Azucena Villaflor, founder of the association of the Mothers of Plaza de Mayo, is one of the six figures chosen last December to be honoured on the next European Day of the Righteous, a celebration to commemorate those who have stood up against crimes and totalitarism with their own moral responsibility.
The new year will remember the moral and civil resistance of six women who risked their lives to unmask torturers and murderers, to demand equality and respect, decent life conditions, freedom and democracy.
“(…) We care a lot about the subject of the moral and civil resistance of women to defend their dignity,” said Gabriele Nissim, Chairman of the Gardens of the Righteous Worldwide Committee.
“Their struggle, carried out all over the world, involves us all, because it embraces the defense of the fundamental rights of every human being.
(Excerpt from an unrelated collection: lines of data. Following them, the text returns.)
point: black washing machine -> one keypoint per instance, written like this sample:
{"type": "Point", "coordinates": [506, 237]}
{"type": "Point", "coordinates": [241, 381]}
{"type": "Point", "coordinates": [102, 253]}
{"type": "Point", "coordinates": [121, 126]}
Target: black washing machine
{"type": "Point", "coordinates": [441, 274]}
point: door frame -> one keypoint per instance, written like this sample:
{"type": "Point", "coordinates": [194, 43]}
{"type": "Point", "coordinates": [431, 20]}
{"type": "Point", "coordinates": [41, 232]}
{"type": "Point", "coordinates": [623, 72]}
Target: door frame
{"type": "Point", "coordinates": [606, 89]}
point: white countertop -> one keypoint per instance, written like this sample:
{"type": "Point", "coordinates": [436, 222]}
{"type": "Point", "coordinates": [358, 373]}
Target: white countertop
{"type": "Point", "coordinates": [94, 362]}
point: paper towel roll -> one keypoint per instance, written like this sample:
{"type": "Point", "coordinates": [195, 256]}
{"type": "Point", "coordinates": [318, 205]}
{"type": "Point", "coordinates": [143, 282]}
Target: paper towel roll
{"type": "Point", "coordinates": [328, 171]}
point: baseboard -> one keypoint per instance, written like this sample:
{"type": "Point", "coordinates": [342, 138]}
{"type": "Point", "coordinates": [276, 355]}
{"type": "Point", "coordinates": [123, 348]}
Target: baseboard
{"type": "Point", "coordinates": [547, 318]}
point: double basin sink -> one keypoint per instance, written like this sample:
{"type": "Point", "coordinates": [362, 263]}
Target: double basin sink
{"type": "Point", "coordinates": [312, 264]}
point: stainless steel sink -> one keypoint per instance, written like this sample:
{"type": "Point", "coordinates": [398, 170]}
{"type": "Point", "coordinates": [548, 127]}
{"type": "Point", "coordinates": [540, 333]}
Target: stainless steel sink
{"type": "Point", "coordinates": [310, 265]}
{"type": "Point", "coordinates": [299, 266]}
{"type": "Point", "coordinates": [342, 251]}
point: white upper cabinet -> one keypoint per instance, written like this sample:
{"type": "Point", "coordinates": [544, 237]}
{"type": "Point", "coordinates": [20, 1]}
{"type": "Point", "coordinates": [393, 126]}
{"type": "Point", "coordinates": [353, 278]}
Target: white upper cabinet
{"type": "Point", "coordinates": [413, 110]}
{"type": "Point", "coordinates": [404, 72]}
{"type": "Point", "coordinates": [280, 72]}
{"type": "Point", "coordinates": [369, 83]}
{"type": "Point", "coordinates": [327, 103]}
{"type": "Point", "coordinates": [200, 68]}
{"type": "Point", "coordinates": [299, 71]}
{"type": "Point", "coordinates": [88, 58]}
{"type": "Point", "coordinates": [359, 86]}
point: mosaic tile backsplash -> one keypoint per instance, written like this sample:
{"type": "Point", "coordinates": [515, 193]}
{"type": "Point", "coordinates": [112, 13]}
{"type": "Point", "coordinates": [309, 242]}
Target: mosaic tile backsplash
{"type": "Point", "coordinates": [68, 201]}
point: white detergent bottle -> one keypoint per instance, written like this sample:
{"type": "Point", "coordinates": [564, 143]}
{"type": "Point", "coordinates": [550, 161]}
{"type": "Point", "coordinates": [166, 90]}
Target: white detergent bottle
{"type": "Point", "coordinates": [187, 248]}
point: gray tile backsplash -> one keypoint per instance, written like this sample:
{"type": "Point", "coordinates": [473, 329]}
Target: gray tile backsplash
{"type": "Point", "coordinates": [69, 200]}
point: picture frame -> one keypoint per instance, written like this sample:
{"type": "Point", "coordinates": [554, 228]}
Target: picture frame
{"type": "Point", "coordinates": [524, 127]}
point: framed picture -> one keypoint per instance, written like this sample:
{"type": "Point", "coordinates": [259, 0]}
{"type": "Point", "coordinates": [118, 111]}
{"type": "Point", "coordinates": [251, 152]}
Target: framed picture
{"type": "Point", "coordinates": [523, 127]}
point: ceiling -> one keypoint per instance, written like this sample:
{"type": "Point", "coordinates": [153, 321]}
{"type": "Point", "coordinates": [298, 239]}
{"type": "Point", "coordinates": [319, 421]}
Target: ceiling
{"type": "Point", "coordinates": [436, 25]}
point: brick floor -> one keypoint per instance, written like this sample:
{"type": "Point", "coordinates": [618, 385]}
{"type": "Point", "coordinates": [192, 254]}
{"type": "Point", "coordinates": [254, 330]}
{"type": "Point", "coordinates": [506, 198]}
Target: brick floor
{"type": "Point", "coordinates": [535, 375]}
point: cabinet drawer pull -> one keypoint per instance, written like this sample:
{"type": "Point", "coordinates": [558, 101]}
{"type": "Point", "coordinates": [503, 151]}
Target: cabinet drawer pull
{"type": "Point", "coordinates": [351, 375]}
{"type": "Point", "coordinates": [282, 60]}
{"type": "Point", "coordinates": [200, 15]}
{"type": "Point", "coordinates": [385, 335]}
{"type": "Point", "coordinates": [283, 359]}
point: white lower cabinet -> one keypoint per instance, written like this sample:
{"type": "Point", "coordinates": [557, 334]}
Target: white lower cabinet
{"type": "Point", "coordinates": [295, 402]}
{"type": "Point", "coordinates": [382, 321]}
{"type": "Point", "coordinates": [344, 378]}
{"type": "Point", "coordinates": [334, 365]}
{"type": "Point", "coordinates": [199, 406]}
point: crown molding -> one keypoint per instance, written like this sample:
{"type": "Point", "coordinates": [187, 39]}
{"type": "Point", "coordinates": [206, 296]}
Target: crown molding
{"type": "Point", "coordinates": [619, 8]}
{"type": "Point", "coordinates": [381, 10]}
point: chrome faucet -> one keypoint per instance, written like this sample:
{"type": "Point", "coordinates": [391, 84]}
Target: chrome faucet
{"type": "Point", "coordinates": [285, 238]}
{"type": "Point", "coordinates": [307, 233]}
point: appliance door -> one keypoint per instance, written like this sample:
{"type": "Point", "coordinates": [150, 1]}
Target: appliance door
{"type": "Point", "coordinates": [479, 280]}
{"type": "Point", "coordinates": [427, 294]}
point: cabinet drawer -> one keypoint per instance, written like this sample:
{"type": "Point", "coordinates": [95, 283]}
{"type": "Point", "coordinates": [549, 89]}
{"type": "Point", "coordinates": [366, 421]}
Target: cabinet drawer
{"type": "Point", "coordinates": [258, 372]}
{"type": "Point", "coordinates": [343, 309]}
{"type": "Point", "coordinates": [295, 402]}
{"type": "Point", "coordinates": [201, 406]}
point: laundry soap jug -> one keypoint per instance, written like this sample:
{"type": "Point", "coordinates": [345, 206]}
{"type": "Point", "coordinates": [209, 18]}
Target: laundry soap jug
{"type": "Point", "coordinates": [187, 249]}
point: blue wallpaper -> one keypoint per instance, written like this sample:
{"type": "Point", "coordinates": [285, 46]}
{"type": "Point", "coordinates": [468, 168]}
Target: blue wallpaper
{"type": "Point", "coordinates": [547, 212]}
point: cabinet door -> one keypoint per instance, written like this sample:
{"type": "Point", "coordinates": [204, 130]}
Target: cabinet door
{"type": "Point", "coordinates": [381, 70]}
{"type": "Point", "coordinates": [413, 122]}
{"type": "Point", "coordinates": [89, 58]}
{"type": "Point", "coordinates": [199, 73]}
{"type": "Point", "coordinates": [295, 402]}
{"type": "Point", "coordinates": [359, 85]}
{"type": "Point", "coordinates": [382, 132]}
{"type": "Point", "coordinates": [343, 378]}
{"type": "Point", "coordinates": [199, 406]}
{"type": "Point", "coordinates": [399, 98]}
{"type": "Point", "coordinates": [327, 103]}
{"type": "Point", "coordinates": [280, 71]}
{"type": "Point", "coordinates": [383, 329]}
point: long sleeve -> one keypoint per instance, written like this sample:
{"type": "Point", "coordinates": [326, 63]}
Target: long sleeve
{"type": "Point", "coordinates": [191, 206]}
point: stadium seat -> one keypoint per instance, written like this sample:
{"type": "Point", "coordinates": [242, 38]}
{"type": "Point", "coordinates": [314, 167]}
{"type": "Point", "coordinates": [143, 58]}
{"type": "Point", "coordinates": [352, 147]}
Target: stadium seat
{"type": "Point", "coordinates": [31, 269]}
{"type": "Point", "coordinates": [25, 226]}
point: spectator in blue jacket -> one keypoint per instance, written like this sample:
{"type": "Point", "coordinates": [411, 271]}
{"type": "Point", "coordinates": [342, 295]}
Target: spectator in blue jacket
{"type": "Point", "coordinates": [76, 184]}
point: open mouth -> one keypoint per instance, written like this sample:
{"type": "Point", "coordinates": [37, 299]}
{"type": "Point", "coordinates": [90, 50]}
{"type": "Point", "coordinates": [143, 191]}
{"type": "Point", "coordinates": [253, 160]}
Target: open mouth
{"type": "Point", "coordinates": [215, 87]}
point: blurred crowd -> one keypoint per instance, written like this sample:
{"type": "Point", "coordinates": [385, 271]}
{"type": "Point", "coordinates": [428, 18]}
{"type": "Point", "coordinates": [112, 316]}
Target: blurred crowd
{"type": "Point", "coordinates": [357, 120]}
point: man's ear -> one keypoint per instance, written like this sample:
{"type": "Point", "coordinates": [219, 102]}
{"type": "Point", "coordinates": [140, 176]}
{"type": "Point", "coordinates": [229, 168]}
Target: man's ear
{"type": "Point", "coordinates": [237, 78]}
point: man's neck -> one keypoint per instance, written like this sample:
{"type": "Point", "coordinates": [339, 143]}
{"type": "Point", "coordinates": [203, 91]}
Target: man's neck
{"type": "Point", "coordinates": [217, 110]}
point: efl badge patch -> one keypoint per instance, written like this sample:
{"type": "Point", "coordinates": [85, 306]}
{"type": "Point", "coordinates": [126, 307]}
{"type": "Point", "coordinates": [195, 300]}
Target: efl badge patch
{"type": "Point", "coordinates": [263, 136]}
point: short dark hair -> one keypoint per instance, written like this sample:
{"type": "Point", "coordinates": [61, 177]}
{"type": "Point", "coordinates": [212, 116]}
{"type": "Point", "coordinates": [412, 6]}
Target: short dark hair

This is why we deemed it important to hold the celebrations of next European Day of the Righteous on the same symbolic date of International Women’s Day – 8 March.”
Abducted and disappeared
Almost 40 years from her death, Azucena Villaflor is going to be honored for her commitment to the truth, her sacrifice, and her tireless defense of human dignity.
Villaflor was born in 1924. She met her husband, Pedro De Vicenti, while working as a telephone secretary in a home appliances company, and they had four children. When the military dictatorship took power in 1976, Villaflor and her family were living outside Buenos Aires.
A few months after the beginning of the dictatorship one of Villaflor’s sons, Nèstor, was abducted by the National Reorganisation Process.
An estimate 30,000 people “disappeared” in Argentina between 1976 and 1983. The aim of the dictatorship was to terrorise the population, induce silence and obedience. The prisoners were taken to concentration camps where they were tortured with electric shocks, boiling oil, and blows. The bodies were disposed and their whereabouts never revealed.
“Ordered to ‘circulate'”
Yet, Azucena Villaflor could not be silenced. After her son disappeared, Villaflor started searching for him through the Ministry of Interior. During her search she met other women who were looking for missing relatives and after months of fruitless inquiry, she decided to start a series of demonstrations.
On the April 30 1977, Villaflor and 13 other mothers went to the Plaza de Mayo in central Buenos Aires and marched around the square asking the government to disclose the truth about the desaparecidos. The Plaza de Mayo, right in front of the Casa Rosada government palace, was chosen by Villaflor and the other mothers for its political importance in the history of Argentina.
Since the police had ordered them to “circulate”, the mothers decided to march around the Plaza. After the first demonstration, every Thursday at about 3.30 p.m. Villaflor and the other women met and marched in the Plaza de Mayo, a schedule that is still kept today.
In the long run, her work and commitment put Villaflor on the spotlight. She soon became thorny for the Argentinian government and on the 10th of December Villarflor was abducted by armed force from her home in Villa Dominico.
She was detained and killed in the concentration camp of the Navy Mechanics School and her body could only be identified in 2005 by the Argentine Forensic Anthropology Team. The remains were returned to her family and she was buried at the foot of the May Pyramid in the centre of the Plaza de Mayo, where she fought until the end for the truth to be disclosed.